A great site for up to date rankings of teams and their efficiencies.  Not a feed or API based service, its just html pages that you can sort by various statistics some adjusted for the competition each team faces.  At $20 a year its very affordable and provides in depth detail derived from box scores since the 2002/2003 season.  The one caveat is the data is not necessarily static, efficiencies get adjusted in real time and occasionally prior seasons data can be changed due to different algorithms that better try to predict efficiency.  Not a major deal, just something to be aware of.

Web Scraping

The “free” way of obtaining data.  Is it legal?  Is it not?  I am not a lawyer, I offer no advice or recommendation other than recognizing its an option that is readily available.  For programmers, a variety of tools such as cURL, R, or a variety of other programming/scripting languages can be used.  For those less technically inclined Microsoft Excel provides a “Web Query” operation (available in the data tab) that can automatically be used to draw refresh-able data from various html tables found on the web.  We may go into more depth on these various options later on, particularly R as it seems to be the way of the future as far as statistical purposes go and has a lot of packages that can parse data out of html.

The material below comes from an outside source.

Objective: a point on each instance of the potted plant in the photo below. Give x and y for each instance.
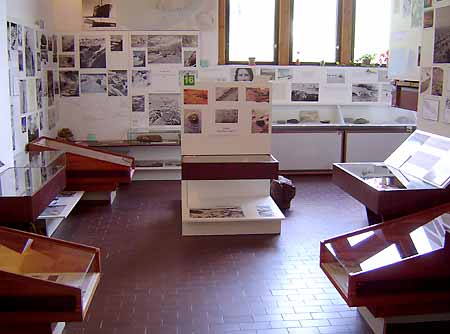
(367, 59)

In the mean time, if you choose to scrape the web, read the terms of service, and be respectful.  If site’s get hit too often you will likely get your IP blocked if not worse.  More than likely if you make some queries with a reasonable wait between requests, in a semi-random pattern nobody will blink an eye, if you take someones server down that’s another story.

The most notable site you will likely find is ncaa.org which keeps very detailed statistics for all divisions of college basketball.  However the way the data is organized means you will have to make a lot of requests to get a seasons worth of data.  ESPN is another alternative with a similar data structure.

Some of these options are more viable than others, but at the end of the day it comes down to weighing price vs technical ability vs who has the data you want and what you are willing to put in.  At the very least I recommend checking out the rankings at kenpom.com and hoop-math.com.  Combined they are a $35 year investment and can provide some great insight until you are ready to invest more.